UE is determined to fight the two-tiered wage proposal. The union is stepping up organizing, particularly aiming to set up “pre-majority” unions like one at a Grove City, Pa. factory. By striking or taking similar legally protected collective action, these pre-majority unions may be able to pressure management to offer a better contract even without a formal union bargaining process.

In 2011 the union discovered that the company planned to open a new factory in Fort Worth, Texas, to make locomotives and giant off-highway vehicles. Erie managers at first claimed it would only do “overflow” work from their facility, according to union representative Gene Elk (full disclosure: father of In These Times staff writer Mike Elk). But the company later said that it would move 950 jobs from Erie to Fort Worth unless the union accepted “competitive” two-tier wages and other concessions.

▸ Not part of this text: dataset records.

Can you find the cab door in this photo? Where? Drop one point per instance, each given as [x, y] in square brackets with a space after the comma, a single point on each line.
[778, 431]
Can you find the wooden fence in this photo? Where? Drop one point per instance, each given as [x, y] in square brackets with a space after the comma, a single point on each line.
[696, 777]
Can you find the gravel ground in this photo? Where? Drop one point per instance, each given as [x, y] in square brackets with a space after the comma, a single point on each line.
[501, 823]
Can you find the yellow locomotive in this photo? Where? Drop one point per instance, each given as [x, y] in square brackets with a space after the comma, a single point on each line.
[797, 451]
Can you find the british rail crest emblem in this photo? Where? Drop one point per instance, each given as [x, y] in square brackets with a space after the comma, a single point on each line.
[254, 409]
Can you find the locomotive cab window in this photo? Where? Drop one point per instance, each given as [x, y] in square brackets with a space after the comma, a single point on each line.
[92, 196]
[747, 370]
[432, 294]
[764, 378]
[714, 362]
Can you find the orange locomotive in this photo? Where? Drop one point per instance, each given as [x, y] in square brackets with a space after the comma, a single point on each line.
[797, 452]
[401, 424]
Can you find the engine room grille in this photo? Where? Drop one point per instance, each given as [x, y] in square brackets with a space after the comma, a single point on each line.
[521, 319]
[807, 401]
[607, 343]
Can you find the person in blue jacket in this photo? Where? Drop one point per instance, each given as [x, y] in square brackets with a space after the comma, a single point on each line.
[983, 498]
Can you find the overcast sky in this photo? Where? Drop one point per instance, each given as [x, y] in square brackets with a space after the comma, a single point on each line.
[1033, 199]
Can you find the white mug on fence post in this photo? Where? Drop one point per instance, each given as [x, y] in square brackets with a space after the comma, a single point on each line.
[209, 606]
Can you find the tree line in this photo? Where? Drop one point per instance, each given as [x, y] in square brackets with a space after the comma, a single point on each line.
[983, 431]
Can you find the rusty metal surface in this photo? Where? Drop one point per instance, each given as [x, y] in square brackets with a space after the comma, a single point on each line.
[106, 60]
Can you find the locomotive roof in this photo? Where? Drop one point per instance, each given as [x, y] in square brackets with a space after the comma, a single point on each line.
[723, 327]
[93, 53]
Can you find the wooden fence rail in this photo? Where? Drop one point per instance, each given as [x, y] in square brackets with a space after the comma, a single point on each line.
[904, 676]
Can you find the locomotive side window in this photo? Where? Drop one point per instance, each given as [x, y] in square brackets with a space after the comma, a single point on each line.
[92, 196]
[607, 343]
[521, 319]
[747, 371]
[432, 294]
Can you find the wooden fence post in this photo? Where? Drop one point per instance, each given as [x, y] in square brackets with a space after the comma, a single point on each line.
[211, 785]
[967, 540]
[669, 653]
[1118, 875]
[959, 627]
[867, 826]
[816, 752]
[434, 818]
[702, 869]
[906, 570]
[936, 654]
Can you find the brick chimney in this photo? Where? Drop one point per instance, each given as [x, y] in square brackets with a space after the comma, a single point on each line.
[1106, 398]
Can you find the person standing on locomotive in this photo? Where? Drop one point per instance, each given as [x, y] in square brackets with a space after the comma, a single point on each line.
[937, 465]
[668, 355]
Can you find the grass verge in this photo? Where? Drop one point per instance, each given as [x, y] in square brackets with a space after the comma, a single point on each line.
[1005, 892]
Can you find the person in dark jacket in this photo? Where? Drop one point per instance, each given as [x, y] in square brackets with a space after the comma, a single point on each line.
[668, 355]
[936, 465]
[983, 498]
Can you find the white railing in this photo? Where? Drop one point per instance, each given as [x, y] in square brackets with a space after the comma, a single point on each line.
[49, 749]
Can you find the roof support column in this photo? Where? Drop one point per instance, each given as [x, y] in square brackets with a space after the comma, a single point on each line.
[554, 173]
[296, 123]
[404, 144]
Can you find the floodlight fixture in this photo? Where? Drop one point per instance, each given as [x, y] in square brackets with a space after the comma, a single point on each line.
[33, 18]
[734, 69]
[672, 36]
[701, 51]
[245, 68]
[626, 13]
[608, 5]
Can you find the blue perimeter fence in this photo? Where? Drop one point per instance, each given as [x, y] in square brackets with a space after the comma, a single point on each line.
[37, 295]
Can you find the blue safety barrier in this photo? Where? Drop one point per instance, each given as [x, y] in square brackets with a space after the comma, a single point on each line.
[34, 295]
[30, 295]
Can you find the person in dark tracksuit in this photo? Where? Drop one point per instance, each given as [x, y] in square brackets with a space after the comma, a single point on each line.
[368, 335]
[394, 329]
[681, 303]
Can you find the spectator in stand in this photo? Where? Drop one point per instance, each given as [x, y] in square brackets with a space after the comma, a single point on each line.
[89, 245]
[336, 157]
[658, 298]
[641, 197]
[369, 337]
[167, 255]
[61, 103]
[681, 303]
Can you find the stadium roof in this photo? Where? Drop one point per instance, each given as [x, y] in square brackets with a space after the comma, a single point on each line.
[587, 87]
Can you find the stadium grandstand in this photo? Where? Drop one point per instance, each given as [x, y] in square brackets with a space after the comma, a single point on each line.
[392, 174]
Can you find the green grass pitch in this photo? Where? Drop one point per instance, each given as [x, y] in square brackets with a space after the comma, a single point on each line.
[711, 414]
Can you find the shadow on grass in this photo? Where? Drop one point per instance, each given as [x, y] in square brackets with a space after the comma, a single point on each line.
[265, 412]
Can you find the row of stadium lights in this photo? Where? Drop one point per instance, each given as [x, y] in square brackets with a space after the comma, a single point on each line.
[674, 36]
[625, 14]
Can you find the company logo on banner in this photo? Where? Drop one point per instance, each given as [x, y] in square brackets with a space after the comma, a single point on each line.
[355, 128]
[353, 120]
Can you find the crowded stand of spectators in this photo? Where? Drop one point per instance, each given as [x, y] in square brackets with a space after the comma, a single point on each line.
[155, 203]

The UE agreed to some unpalatable changes in healthcare and pensions, but resisted many other changes GE wanted, including the two-tier wage system .

Then in April of this year, GE announced that it planned to move the jobs, triggering negotiations required by the contract and by law, Elk says. But the union claims that the company had already started the transfer in 2012. UE filed a charge with the National Labor Relations Board, arguing that the move was illegal and the work should be returned to Erie.

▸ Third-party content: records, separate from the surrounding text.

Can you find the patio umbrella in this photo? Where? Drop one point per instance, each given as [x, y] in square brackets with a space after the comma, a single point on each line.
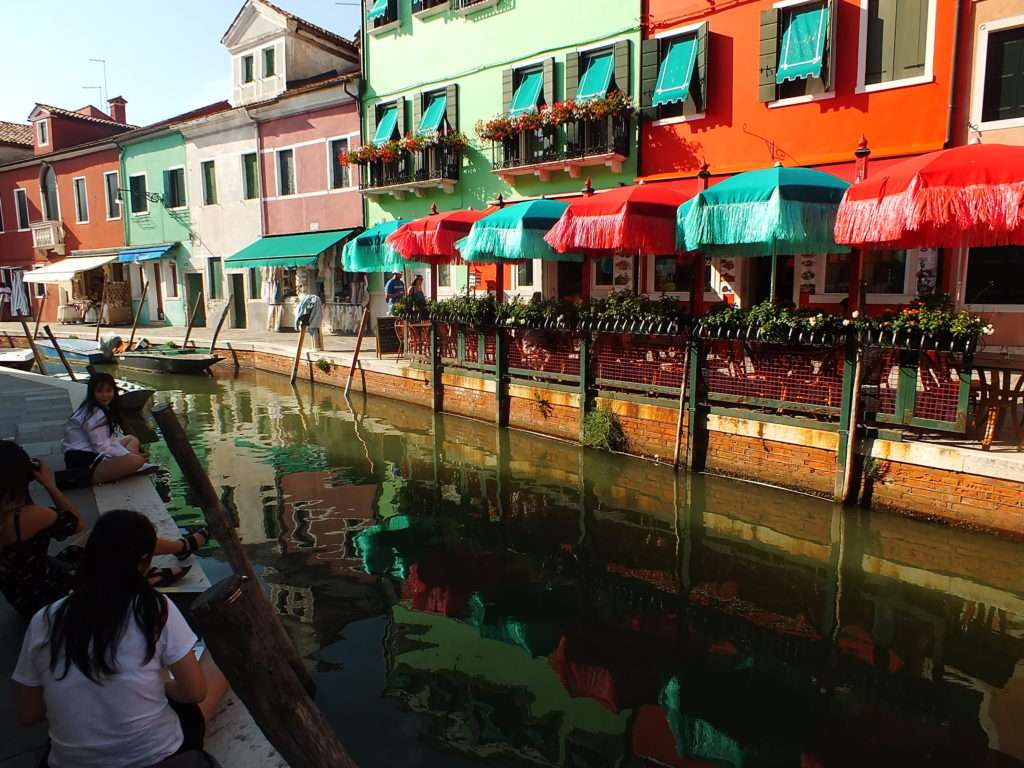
[770, 212]
[515, 232]
[627, 218]
[971, 195]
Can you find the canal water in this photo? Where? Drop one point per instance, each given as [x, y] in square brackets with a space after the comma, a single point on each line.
[472, 597]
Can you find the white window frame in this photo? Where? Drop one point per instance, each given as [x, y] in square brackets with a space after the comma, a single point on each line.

A decision could come soon, but Elk says the NLRB in Washington is now reviewing the regional office investigation, most likely because of its potential sensitivity. A ruling supporting the union’s charge has the potential to stir up a major political storm. In a similar case during Obama’s first term, when the NLRB decided that Boeing had broken labor law in moving work to South Carolina and ordered the company to return the jobs to Seattle, Republican politicians went ballistic.

Small as it is, UE appears ready to take on the fight. “The flame of independence is still burning,” Kingsley told delegates. “The flag of democratic unionism is still flying. We can still be the junkyard dog of justice. It’s not up to me. It’s up to you. This is the best damn union in the country.”